Revisiting “Kit” Carson’s “Nooky Booky IV”

I recently had to revisit “Nooky Booky IV”, the fourth and last Mustang assigned to Leonard Kyle “Kit” Carson when he was with the 357th Fighter Group. I had already made a profile of his aircraft, P-51K-5-NT serial number 44-11622, nearly a decade ago:

The original profile.

There are many pictures of “Nooky Booky IV”, which show interesting variations as Carson kept scoring kills and the aircraft aged and was modified. Further examination showed that many corrections were required to my early illustration, and I eventually decided to make three new ones, showing the evolution of the aircraft during its wartime service.

On the first photos, which were probably taken in January 1945, the aircraft sported 18 kill marks in three rows of six.

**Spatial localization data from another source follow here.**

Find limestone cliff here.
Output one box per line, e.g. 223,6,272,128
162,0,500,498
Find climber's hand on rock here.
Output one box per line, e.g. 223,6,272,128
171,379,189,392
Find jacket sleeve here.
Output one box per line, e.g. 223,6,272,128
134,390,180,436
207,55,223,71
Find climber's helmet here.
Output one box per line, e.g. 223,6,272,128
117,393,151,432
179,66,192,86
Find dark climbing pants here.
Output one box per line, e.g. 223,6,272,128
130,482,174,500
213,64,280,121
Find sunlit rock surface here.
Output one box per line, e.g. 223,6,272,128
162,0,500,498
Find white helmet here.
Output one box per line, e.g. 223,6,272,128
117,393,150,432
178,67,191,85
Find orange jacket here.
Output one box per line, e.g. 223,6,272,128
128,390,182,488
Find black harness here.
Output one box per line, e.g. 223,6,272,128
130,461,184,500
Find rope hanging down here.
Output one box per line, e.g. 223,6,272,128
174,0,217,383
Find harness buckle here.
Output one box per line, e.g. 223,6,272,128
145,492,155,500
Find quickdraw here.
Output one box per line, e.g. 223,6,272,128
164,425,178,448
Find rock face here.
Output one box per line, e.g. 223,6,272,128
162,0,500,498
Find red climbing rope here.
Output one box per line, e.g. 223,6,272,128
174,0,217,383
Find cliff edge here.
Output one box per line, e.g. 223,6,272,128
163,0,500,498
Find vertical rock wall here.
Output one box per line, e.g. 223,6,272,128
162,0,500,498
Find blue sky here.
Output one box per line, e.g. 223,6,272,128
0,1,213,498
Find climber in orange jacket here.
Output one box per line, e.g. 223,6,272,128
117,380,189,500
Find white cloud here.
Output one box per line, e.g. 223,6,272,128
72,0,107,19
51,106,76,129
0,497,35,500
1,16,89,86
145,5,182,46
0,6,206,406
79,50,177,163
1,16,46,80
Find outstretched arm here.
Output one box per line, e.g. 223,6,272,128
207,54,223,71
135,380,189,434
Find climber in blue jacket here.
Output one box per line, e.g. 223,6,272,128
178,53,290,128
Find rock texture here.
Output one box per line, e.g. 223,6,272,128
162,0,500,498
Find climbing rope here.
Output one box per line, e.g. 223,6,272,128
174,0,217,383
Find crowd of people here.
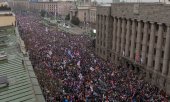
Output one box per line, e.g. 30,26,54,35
16,12,169,102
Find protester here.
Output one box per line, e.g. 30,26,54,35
16,12,169,102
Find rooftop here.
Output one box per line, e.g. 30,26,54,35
0,26,45,102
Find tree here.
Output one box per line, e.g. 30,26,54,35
0,5,11,11
65,14,70,20
71,16,80,26
40,10,46,17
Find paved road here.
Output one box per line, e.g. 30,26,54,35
44,17,90,35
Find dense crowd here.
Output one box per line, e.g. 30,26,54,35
16,12,169,102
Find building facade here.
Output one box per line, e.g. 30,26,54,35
9,0,74,17
96,3,170,95
0,2,15,27
0,14,15,27
69,0,97,28
89,7,96,27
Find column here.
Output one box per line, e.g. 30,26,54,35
141,21,149,65
112,18,117,62
105,16,109,59
95,15,99,53
112,18,117,51
162,25,170,75
154,23,163,72
136,20,142,61
130,20,136,60
101,15,105,47
97,15,100,43
97,15,100,45
120,19,126,55
147,22,155,70
125,19,130,56
101,16,105,57
116,18,121,54
168,62,170,77
105,16,109,41
167,62,170,95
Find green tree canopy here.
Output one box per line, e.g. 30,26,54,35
71,16,80,25
40,10,46,17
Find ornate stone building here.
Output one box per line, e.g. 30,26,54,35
8,0,74,17
96,3,170,95
0,2,15,27
69,0,97,28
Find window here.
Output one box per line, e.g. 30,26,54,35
104,42,106,47
140,44,142,51
153,60,155,67
100,41,102,46
163,38,166,48
154,48,156,55
97,40,99,44
100,49,102,54
103,51,105,55
155,36,158,44
162,51,164,58
104,34,106,40
148,35,150,42
97,48,99,53
141,32,144,41
146,57,148,65
160,63,163,72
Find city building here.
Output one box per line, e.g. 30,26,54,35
0,2,15,27
0,3,45,101
0,26,45,102
161,0,170,4
9,0,74,17
9,0,30,10
96,3,170,95
70,0,97,28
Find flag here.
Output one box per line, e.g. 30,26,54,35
44,61,49,67
123,50,125,56
48,69,53,77
140,58,143,64
47,54,51,58
135,52,140,62
45,27,48,32
78,73,83,80
74,50,80,56
90,67,94,71
48,50,52,56
67,50,73,58
77,60,81,67
90,85,93,92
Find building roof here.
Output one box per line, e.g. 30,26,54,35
0,26,45,102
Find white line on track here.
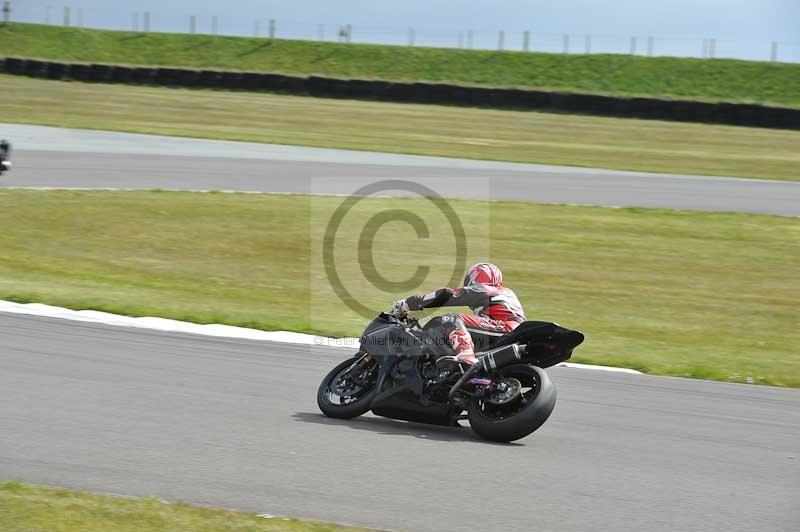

Nooky Booky IV in the first stages of its wartime career. Click to view an HD version.

Later on, more kill marks were added on the top-most row, bringing the total to 22 :

Nooky Booky IV some time later – the aircraft has aged a bit, and sports new kill markings. Click to view an HD version.

In its final stage, Nooky Booky IV showed interesting variations. Rare foul weather lights were installed. These were a set of four lights added to the fuselage sides, two on each side, in the middle of the roundel star and aft of the engine firewall. Only a few 357th Fighter Group Mustangs were equipped with these lights. The installation of these required moving some of the kill marks, now numbering 23 : nine on the first row and seven on the second and third row.

Also, the pilot’s name was added to the canopy sill. Finally, the exhaust shrouds were disposed of at some point. This was a common occurrence as they tended to break due to heat and vibrations.

Nooky Booky IV with its final markings and equipment. Click to view an HD version.

A few notes for modellers:

  • Aircraft equipped with AN/APS-13 tail warning radar
  • Contrary to what is often represented, the kill markings were red circles with black swastikas, which did not have white backgrounds.
  • There is no battery vent on the engine cowling panels. What can be seen on some photos are the last digits of the aircraft’s serial number, which were often painted on various panels to make sure they were put on the proper airframe.
  • The antenna wire roller on the canopy was not removed, despite no antenna wire being present.
  • The canopy was equipped with a plexiglas-framed rear-view mirror. It seems the canopy was of the 3rd / “Late Inglewood” type. The canopy opening button was the early, square type, not the larger and later type.